Datasources

Purpose
The Datasources page provides centralized monitoring and control over all data ingestion pipelines feeding into the VesselAI platform.
It allows users to view configured data sources, check their execution status, monitor platform connectivity, and control ingestion jobs — all from a single interface.
User Interface Overview
The Datasources page is organized into three sections:
- Header Bar — Page title with search filter and Refresh button
- Connectivity Panel — Live health status of platform services
- Datasource Jobs Table — Full list of configured sources with status and action controls
Header Bar
The top bar provides:
- Search — Filter sources by ID, type, file, or status
- Refresh — Reload all datasource states and connectivity checks
Connectivity Panel
A grid of service health indicators showing live status for:
| Service | Description |
|---|---|
| Spark | Distributed compute engine for ETL jobs |
| Spark History | Historical job execution records |
| MinIO | Object Storage backend |
| Trino | SQL query engine (Lakehouse) |
| Trino Auth | Trino authentication layer |
| Keycloak | Identity and access management |
| Redpanda | Data streaming / event broker |
Each service shows a badge: up (green), down (red), or n/a (gray).
Datasource Jobs Table
The main table displays all configured data sources with the following columns:
| Column | Description |
|---|---|
| ID | Unique identifier for the data source (clickable to open details) |
| Type | Source type (e.g., ais_csv_to_delta, open_meteo_poll) |
| Enabled | Whether the source is active in the YAML configuration |
| Mode | Execution mode: Spark (submitted as Spark jobs) or Worker (managed by ingestion worker) |
| File | YAML configuration file defining the source |
| Status | Current job status: Running, Finished, Submitted, Stopped, Failed, or Idle |
| Updated | Timestamp of the last status change |
| Actions | Control buttons for the source |
Actions
Each datasource row provides up to four action buttons:
Start
Submits the ingestion job for execution.
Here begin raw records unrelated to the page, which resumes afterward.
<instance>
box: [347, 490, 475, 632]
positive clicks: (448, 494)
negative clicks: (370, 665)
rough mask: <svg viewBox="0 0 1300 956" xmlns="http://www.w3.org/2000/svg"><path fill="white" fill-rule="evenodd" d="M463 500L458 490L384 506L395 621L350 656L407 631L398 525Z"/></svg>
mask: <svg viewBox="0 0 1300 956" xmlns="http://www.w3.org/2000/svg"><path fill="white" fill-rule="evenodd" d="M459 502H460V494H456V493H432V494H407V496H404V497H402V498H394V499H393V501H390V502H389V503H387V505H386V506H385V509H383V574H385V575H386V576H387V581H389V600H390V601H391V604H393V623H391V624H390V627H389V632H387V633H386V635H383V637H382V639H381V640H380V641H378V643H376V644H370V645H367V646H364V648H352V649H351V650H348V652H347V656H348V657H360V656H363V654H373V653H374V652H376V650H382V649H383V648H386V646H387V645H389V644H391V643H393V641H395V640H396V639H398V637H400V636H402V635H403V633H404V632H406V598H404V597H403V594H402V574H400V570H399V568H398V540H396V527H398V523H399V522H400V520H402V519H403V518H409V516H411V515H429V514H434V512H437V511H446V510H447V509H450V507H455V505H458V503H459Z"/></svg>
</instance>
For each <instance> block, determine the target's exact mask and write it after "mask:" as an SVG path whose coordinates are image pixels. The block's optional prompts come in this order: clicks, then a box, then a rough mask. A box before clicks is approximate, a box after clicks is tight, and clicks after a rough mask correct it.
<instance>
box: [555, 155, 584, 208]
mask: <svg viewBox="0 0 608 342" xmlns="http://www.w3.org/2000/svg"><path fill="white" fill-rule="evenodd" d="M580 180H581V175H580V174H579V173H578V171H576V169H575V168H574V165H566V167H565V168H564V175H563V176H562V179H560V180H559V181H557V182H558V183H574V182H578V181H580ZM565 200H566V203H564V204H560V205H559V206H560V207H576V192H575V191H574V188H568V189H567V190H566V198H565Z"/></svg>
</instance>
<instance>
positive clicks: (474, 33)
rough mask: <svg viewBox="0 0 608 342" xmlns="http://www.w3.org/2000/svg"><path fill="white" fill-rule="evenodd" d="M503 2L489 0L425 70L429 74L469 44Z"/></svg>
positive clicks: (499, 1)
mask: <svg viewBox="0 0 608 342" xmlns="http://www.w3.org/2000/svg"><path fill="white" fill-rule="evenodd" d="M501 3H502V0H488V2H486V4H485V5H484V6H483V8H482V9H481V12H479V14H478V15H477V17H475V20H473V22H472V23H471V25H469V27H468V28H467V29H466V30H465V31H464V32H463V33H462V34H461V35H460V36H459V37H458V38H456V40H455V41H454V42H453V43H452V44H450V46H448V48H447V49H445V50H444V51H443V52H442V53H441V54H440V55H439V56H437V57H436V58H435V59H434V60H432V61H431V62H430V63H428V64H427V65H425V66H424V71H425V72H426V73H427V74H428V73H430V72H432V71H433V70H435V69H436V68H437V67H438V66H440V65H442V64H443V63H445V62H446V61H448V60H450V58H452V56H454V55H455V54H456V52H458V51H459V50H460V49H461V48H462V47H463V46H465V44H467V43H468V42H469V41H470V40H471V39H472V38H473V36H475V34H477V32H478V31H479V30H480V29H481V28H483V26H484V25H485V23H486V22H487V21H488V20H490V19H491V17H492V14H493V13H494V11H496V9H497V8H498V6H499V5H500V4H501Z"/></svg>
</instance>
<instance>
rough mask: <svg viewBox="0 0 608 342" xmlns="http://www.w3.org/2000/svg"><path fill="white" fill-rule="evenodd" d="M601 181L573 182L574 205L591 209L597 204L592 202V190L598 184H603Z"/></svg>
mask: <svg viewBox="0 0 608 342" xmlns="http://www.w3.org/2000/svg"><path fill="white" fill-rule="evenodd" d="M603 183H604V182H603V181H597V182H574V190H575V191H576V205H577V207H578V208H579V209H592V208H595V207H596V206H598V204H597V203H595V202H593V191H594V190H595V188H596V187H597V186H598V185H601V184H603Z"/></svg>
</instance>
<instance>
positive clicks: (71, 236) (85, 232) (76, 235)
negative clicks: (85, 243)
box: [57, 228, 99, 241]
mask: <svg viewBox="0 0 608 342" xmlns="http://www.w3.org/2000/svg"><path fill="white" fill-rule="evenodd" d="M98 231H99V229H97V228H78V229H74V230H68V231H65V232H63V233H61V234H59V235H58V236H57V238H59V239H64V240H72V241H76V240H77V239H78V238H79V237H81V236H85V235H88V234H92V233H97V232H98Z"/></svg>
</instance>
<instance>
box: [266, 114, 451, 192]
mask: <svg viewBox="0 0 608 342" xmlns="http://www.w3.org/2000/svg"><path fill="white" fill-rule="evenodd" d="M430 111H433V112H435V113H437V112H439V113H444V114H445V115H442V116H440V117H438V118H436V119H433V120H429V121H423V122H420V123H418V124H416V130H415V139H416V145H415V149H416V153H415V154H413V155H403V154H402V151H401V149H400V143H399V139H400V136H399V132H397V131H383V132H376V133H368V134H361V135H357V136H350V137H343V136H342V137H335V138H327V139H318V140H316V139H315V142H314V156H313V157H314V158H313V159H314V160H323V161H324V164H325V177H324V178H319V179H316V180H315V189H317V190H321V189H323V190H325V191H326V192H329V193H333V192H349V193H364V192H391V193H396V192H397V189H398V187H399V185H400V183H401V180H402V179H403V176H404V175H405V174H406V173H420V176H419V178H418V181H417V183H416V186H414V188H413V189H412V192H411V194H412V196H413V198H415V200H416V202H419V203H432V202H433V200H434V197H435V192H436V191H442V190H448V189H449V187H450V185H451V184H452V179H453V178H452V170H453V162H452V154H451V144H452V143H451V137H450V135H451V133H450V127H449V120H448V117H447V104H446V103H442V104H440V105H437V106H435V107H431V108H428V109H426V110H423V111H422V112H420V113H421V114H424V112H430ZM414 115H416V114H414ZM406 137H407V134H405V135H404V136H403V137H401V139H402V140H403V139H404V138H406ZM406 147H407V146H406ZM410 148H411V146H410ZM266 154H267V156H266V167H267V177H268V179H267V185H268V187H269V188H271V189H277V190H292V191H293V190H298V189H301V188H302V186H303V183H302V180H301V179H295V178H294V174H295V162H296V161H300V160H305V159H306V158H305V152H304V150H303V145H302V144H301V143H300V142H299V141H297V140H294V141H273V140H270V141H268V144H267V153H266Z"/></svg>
Available for Spark-mode sources when the source is enabled.
Stop
Stops a running Spark job using its submission ID. Only available after a job has been started.
Status
Refreshes the execution status for Spark-mode sources. Requires an active submission ID.
Run Once
Triggers a single execution cycle. Currently supported for specific source types (e.g., open_meteo_poll).
Actions that are not available for a source type will show a tooltip explaining why they are disabled.
Source Details Drawer
Click on any source ID to open the details drawer, which displays:
- ID — Source identifier
- Type — Ingestion source type
- YAML File — Configuration file location
- Enabled — Whether the source is active
- Job State — Current status, Spark submission ID, last update time, and any errors
- Spec — Full YAML specification in read-only JSON format
This provides full visibility into the source configuration and execution state.
Source Types and Modes
Datasources operate in two execution modes:
Spark Mode
Sources that run as Spark jobs submitted through the platform's distributed compute infrastructure. These support Start, Stop, and Status actions.
Worker Mode
Sources managed by the ingestion worker process. These run automatically and do not support manual Start/Stop through the Spark submission API.
What Users Can Do
- Monitor the health of all platform services via the connectivity panel
- View all configured data sources and their current execution status
- Start, stop, and check the status of Spark-based ingestion jobs
- Trigger one-time data pulls for supported source types
- Search and filter sources by ID, type, file, or status
- Inspect full source configuration and job state in the details drawer
- Identify and troubleshoot YAML parsing errors